Introduction: Advancements in algorithms and practical applications within aquaculture highlight its potential for the digitalization of the industry. However, accurately detecting and tracking fish in higher -density environments remains a challenge. This study proposes a pose estimation method for monitoring the behaviour of high numbers of fish stocked in RAS tanks.
Materials and Methods: RAS tanks (2m wide and 1m deep) holding ca. 1,000 Atlantic salmon (Salmo Salar ) were continuously recorded using overwater dome cameras for 60 days. To analyse individual fish pose accurately, we employed the state-of-the-art pose model based on Yolo8 architecture , trained to detect fish key points. Using the coordinates of the obtained key points from a one-hour test video, we constructed a vector between the dorsal and snout keypoints for each fish, representing their swimming orientation. Our study investigated fish behaviour based on orientation . We observed rheotaxis (swimming against the current) and cohesive schooling. The cosine similarity of orientation vectors quantified how similarly neighboring fish were oriented. A threshold on the orientation score identified fish deviating from the school. Finally, orientation vectors and keypoints were visualized to analyse behaviour.

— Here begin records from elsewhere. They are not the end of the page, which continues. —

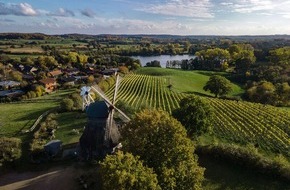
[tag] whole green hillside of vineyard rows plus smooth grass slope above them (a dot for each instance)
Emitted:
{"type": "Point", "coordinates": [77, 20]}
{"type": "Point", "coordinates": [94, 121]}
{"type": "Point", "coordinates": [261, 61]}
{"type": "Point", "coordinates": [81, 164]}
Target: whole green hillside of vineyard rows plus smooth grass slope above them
{"type": "Point", "coordinates": [266, 127]}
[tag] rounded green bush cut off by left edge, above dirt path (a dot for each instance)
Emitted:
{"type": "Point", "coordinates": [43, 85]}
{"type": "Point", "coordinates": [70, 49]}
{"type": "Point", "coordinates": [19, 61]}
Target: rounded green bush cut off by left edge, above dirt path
{"type": "Point", "coordinates": [10, 149]}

Results and Discussion: For the test video the model detected upto 226 out of 1000 fish. While a detection rate of 226 fish (22.6%) might appear low, it is important to consider that this successfully captured most visible fish at the surface, with high pose precision (96.7%). Visualizing different events in the video revealed a strong correlation between the number of detections and orientation scores. This suggests the model has potential to understand fish behavior related to feeding and disturbances.